While Linux containers – known as pods in the Kubernetes world – can directly access storage, the disk files in a container have a short lifespan and are deleted when the container goes down.

Looking at how Docker containers used to be deployed, analyst firm Gartner’s How to deploy and operate containers and Kubernetes report notes that these containers did not read information, apart from the parameters provided in their configuration files, and they did not store their state outside the operational scope or lifetime of a single container instance.

This has ramifications for IT teams tasked with reengineering enterprise applications to make them cloud native, where they are containerised and managed through Kubernetes.

Gartner is now seeing interest in using containers to deploy stateful applications, which means data can be accessed beyond the lifetime of a container. Stateful containers are also protected with backup and restore processes, and as Gartner notes, data may be shared by multiple containers.

Containerisation of edge compute

One reason that more attention is being placed on persistent storage now is the data storage requirements of edge computing, which may need to cope with intermittent network connectivity or operate standalone.

In a blog published in 2022, Kevin Pitstick and Jacob Ratzlaff, software engineers at the Carnegie Mellon Institute, wrote about the benefits of using containerisation at the edge.

Pitstick and Ratzlaff wrote that containerisation enables recovery and continued operation under fault conditions. If a containerised edge application is engineered using a microservice architecture, another benefit of containerisation is that if a container application crashes, only a single capability goes down rather than the whole system.

They noted that Kubernetes can take advantage of virtual IP addresses to allow failover to a backup container if the primary container goes down, and orchestration can be used to redeploy containers automatically for long-term stability.

Acid versus Base

A typical enterprise database application relies on Acid (atomicity, consistency, isolation and durability) to ensure reads and writes to the data store are not compromised – a database transaction either completes or fails. This is a very different objective to a containerised application. Kubernetes is regarded as a Base system (basically available, soft state, eventual consistency), which is focused on being able to restart reliably in the event of a failure.

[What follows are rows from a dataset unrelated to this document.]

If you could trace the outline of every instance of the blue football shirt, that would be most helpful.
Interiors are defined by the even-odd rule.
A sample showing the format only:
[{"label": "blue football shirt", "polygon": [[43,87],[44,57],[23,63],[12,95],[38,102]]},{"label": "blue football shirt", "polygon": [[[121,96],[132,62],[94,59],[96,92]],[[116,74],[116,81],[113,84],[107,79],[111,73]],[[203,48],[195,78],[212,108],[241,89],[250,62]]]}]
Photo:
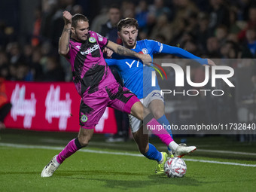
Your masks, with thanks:
[{"label": "blue football shirt", "polygon": [[[153,54],[160,53],[163,44],[153,40],[142,40],[136,42],[135,49],[137,53]],[[135,93],[139,99],[144,98],[152,90],[160,90],[156,79],[156,87],[151,86],[152,67],[143,65],[137,58],[126,57],[113,54],[111,59],[106,59],[109,66],[114,66],[120,74],[124,87]],[[153,64],[151,64],[153,66]]]}]

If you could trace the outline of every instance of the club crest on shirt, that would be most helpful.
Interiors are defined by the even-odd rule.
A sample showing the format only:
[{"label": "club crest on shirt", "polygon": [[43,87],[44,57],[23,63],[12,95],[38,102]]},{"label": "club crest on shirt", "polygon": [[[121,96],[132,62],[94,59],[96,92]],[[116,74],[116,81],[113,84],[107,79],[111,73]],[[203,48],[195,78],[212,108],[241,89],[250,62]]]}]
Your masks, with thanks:
[{"label": "club crest on shirt", "polygon": [[90,38],[89,38],[89,42],[90,42],[90,43],[95,43],[95,42],[96,42],[95,38],[90,37]]},{"label": "club crest on shirt", "polygon": [[146,48],[143,48],[142,50],[142,51],[143,54],[148,54],[148,50]]},{"label": "club crest on shirt", "polygon": [[88,120],[88,117],[85,114],[83,114],[82,117],[81,117],[81,120],[84,123],[87,122],[87,120]]}]

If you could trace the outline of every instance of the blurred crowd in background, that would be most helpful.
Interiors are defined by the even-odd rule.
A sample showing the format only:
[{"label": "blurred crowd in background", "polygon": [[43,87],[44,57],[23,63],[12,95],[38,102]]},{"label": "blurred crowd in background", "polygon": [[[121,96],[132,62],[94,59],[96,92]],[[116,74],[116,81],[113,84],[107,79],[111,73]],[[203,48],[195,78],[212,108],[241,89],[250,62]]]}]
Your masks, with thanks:
[{"label": "blurred crowd in background", "polygon": [[[105,4],[101,7],[98,1],[94,8],[98,14],[94,11],[89,15],[86,5],[80,2],[39,1],[35,10],[29,10],[34,22],[31,23],[33,30],[28,34],[18,33],[15,26],[0,18],[1,76],[14,81],[72,81],[69,63],[57,53],[64,10],[87,16],[90,29],[103,35],[104,24],[110,17],[117,21],[129,17],[139,21],[139,39],[178,46],[204,58],[256,56],[256,3],[253,0],[108,1],[108,7]],[[116,15],[109,13],[111,2],[120,8]],[[25,41],[21,42],[21,38]],[[121,44],[118,39],[116,42]]]}]

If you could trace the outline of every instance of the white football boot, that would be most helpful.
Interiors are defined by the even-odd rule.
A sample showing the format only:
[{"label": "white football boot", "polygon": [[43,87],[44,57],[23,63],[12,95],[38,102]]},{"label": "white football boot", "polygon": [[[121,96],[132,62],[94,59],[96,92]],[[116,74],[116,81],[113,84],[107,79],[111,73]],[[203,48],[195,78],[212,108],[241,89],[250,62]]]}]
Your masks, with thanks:
[{"label": "white football boot", "polygon": [[49,162],[49,163],[44,166],[44,169],[41,173],[41,176],[42,178],[51,177],[53,172],[58,169],[59,164],[57,164],[54,162],[54,159],[57,157],[55,155],[53,159]]}]

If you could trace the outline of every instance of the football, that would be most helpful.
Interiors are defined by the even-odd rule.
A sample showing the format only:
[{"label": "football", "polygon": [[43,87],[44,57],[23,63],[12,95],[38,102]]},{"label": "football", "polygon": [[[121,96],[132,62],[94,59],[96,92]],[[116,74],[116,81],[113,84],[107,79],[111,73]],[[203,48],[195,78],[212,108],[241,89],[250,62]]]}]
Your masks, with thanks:
[{"label": "football", "polygon": [[164,165],[164,172],[169,178],[181,178],[187,171],[185,162],[178,157],[169,158]]}]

The approach taken by Kubernetes can lead to data corruption and data inconsistency unless steps are taken to prevent multiple pods from writing data to the storage device. It is a problem well-understood in the world of distributed computing, but the additional steps needed to ensure data is not corrupted adds latency. This is why Kubernetes is offering tunable persistent storage, according to Michael Azoff, chief analyst at Omdia.

“You need that flexibility to support containerised microservices and enterprise transactional applications. In the old days, it was Acid consistency, and then they had a more flexible Base. But the modern storage systems have tunability between Acid and Base, which provides persistent storage flexibility,” he says.

Azoff says this is becoming more significant as more artificial intelligence (AI) workloads are run using Kubernetes. He says some of the new developments supporting persistent storage in Kubernetes can be tuned up and down to provide the maximum throughput and minimum lag when needed for running AI workloads.

According to Pitnick and Ratzlaff, containers can be easily spread across multiple edge systems to increase the chance that operations will continue if one of the systems gets disconnected or destroyed.

China’s first orbit interconnected space computing constellation, led by Zhijiang Laboratory, uses CubeFS, a Cloud Native Computing Forum (CNCF) project classified as “graduated”, as the storage base of its space-based distributed operating system to manage data distributed across multiple satellites. CubeFS was originally developed by Chinese e-commerce giant JD.com. Along with the resilience needed in software that operates in space, CubeFS has been optimised to handle large volumes of small files efficiently. 

Such functionality is important for scaling systems, something that is gaining more attention as IT decision-makers consider the IT infrastructure requirements for artificial intelligence (AI).

Approaches to persistent storage

In a 2024 survey of 372 organisations, the CNCF found that organisations with only some experience of cloud-native computing and containerisation were more likely to find storage a challenge (15%) than those that consider themselves mature cloud-native organisations (13%). Interestingly, the organisations with the least concern about storage were those that had not yet started their cloud-native journey (11%).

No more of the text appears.